I have experienced some memorable moments since becoming a deacon. Caring moments, tender moments and oh yes, some funny moments. I’ll have to save the funny moments till another column — another time.
One caring moment? After four years of studies and formation, I remember when, at my ordination liturgy and Mass, the head of formation verbally ‘testified’ to our worthiness to be ordained (on behalf of his position representing the Church). We were then asked by Archbishop Charles Chaput to stand up, to turn around and face the 800 or so assembled family members and guests. Thunderous applause broke out. My family was near enough for me to see them. I believe that an adult son had tears streaming down his cheeks — this from a non-practicing young man who cared enough to be present at this special time in my life.
A tender moment? I vividly recall a time that I was delivering the weekend homilies at our parish back in Estes Park, Colorado. The church is a gorgeous, small-mountain town type place of worship. There’s an intimacy for those in the front sections; they were able to see my expressions and emotions, and I could see their’s.
The weekend that comes to mind was when I was preaching about emotional wounds that many of us carry — some carrying them like heavy baggage all through our lives. I spoke about having in my own life a father wound. I shared at this Sunday Mass about having a father who seemed disappointed in me. He was never that happy around me, and was mostly remote. In my processing of and reaction to this, I was smart-mouthed, sometimes insulting and unloving. In that Colorado homily, I shared about how sorry I was that I had never healed the relationship with my dad (or mom) while they were alive. And now they were deceased.

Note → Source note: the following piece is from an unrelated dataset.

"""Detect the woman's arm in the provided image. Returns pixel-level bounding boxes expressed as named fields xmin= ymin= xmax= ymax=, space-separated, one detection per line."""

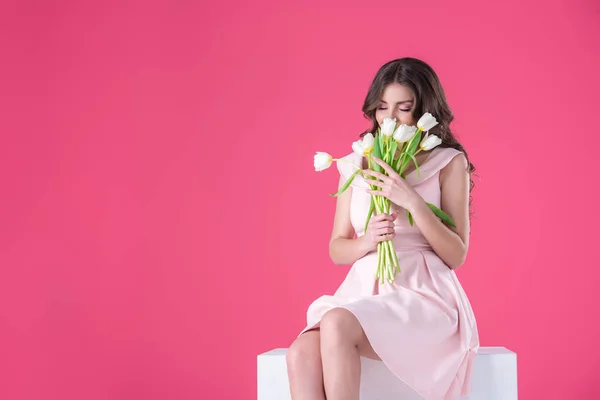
xmin=329 ymin=177 xmax=371 ymax=265
xmin=410 ymin=154 xmax=470 ymax=270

But what I did share was that I eventually went to the cemetery in Windsor, Canada where they are buried. It was a warm, sunny summer day. I went to their gravesite and I knelt down. I prayed for their forgiveness and I told them how sorry I was for my sinful behavior of earlier years. I told them I would pray for them. I asked for reconciliation and then I walked over to the car that I had driven there. I opened the doors and invited my parents to get into the car and to take a ride to a family reunion that I was attending. It was a family reunion for my late mom’s family. And since that time, I’ve become a daily Mass goer, and have prayed for them hundreds and hundreds of times. It is a part of my inner healing from wounds that I carried for years.
How well I remember delivering this homily in Colorado and seeing a man about my age sitting there with tears streaming…. streaming down his cheeks. I don’t know whether I was ‘opening’ a painful wound that he carried, or whether he was being ‘called’ to start a similar reconciliation in his own life. I’ll never know.
But I am convinced that many of us carry the baggage of painful wounds in our lives. Each of us come from differing circumstances. We may struggle with self-hatred, resentments, undue concern about sins we’ve committed and confessed, anger, guilt — our wounds are as many and as ‘mixed’ as the variations on the theme of the brokenness of original sin.
The wounds that we carry, like mine can originate from events of a generation or more ago. And yet they damage true happiness at times such as Christmas or New Years. I read once about the example of trying to push a basketball down deep into the water at a pool. The further we push down, the more the ball struggles to free itself from our grasp. That image comes from the struggle so many of us have to repress our wounds.
And so — if it sounds like a too-unhappy a topic to be bringing up at the season of the newborn Christ-child, remember that He said ‘Remain in Me and I remain in you. And ‘come to Me, all of you who labor and are burdened, and I will give you rest.’
And so my prayer for any who might see this is a prayerful wish for healing one or more of the demons you carry with you in the form of wounds. This in turn can become a great gift to those around us: they are blessed by the healing of our inner wounds.
And so we pray:
“Lord Jesus Christ, I come to You and ask You to be present from the moment of my conception to this very moment, filling me with your infinite love and mercy; filling me with every grace and blessing: gifts to heal every hurt that I carry. Hurts known; wounds unknown.
Provide me with the fatherly or motherly love that I may not have had according to your plan. Provide me with forgiveness for parents or siblings or others who have hurt me in my walk in life.
As I journey through each new day in the New Year, I ask you to cleanse, heal and refresh me. Refresh and renew my life that I may be the gift to others that may have been missing in my earlier years. Help me to love and appreciate the gift of acceptance that I know you will give to me. Hold me close to you. Heal my wounds. Amen.”
I pray for you a holy and blessed Christmas, and a healing and happy New Year.